Increase in blood estrogen and HCG (usually starts 4 weeks after conception and lasts 6-8 wks). Morning sickness is actually a positive predictor of pregnancy.

40
Q

What are the recommendations to deal with morning sickness?

A

Eat small frequent meals with high fat (calories) and low bulk. Avoid spicy foods.

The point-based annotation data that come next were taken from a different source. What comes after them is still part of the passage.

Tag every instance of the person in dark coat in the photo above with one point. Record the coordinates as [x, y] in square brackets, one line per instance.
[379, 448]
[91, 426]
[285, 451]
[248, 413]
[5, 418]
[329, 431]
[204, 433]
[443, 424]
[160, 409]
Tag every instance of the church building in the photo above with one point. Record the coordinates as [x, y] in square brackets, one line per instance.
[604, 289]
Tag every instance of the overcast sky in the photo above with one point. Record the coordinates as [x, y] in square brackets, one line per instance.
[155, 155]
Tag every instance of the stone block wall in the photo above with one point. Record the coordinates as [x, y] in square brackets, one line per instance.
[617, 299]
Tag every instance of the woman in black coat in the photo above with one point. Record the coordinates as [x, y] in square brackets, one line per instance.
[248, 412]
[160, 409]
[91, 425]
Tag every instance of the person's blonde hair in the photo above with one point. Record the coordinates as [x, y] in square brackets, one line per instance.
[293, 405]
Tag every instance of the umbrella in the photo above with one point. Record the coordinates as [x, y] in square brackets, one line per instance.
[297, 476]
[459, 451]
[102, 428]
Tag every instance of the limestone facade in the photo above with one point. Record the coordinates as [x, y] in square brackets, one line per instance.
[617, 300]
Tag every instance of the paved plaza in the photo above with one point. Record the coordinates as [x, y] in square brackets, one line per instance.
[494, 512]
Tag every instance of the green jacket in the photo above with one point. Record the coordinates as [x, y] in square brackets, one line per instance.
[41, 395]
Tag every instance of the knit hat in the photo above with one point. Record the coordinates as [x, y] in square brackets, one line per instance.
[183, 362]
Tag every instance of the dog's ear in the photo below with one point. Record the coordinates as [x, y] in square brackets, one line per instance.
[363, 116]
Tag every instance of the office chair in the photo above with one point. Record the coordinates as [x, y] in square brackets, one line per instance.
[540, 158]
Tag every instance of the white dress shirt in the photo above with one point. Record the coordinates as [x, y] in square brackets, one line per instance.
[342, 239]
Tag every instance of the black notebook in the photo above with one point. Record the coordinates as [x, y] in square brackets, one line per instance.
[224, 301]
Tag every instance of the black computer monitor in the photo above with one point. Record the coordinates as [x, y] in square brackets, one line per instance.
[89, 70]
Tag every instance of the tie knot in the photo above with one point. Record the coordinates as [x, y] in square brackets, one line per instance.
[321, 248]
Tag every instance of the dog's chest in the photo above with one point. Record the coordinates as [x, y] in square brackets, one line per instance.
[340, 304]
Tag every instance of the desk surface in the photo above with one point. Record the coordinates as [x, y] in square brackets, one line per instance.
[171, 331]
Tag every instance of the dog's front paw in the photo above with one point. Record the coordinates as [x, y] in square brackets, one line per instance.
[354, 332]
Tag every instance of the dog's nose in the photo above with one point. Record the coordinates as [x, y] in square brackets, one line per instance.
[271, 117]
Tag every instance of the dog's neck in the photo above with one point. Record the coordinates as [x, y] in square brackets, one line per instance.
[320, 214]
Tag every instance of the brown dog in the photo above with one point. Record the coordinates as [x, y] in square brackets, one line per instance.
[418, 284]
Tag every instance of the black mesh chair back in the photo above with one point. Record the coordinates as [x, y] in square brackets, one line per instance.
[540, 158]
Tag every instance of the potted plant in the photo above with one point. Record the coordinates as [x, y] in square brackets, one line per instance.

Avoid skipping meals because pose risk of ketosis and hypolycemia (teratogens).

41
Q

What are the three biggest predictors of birth weight?

A

Gestational age, maternal weight gain, preconception weight.

42
Q

What is considered a “preterm infant”? “Mildly preterm infant”?

A

Less than or equal to 37 weeks. 32-37 weeks is considered mild.

43
Q

What two processes determine birth weight?

A

Duration of gestation and rate of fetal growth.

44
Q

What is low birth weight defined as?

A

Less than 2500 g

45
Q

What are some factors that cause preterm delivery?

A

Genitourinary infection, multiple pregnancies, preeclampsia, low pregnancy BMI, history of preterm births, cigarette smoking, strenuous physical activity.

46
Q

What is intrauterine growth retardation defined as?

A

Greater than 2 standard deviation in weight for age OR less than 10th percentile in weight for age OR < 2500 g at >37 weeks gestation.

47
Q

What can IUGR cause that leads to fetal malnutrition and hypoxia?

A

Hypoglycemia and hypocalcemia

48
Q

What long term effects are a higher risk with low birth weight?

A

Decreased lung capacity, twice risk of CVD, 6x risk of diabetes and impaired glucose metabolism, increased blood pressure risk, abnormally high TGs, low HDL

49
Q

What increased long term risks are associated with high birth weights?

A

Increased risk of hormonally related cancers (prostate, breast, ovary, testicle)

50
Q

What effect does increased maternal corticosteroid production have on enhancing short term survival of the pregnancy?

A

Increases speed of maturation of lungs and other organs.

51
Q

What long term health consequence is associated with cortisol exposure early in gestation?

A

High blood pressure

52
Q

What is considered the optimal time to support a pregnancy?

A

5 years after first period.

53
Q

What is “pica”?

A

Consumption of non food substances (clay, dirt, laundry starch, ice, gravel, hair, baking soda etc).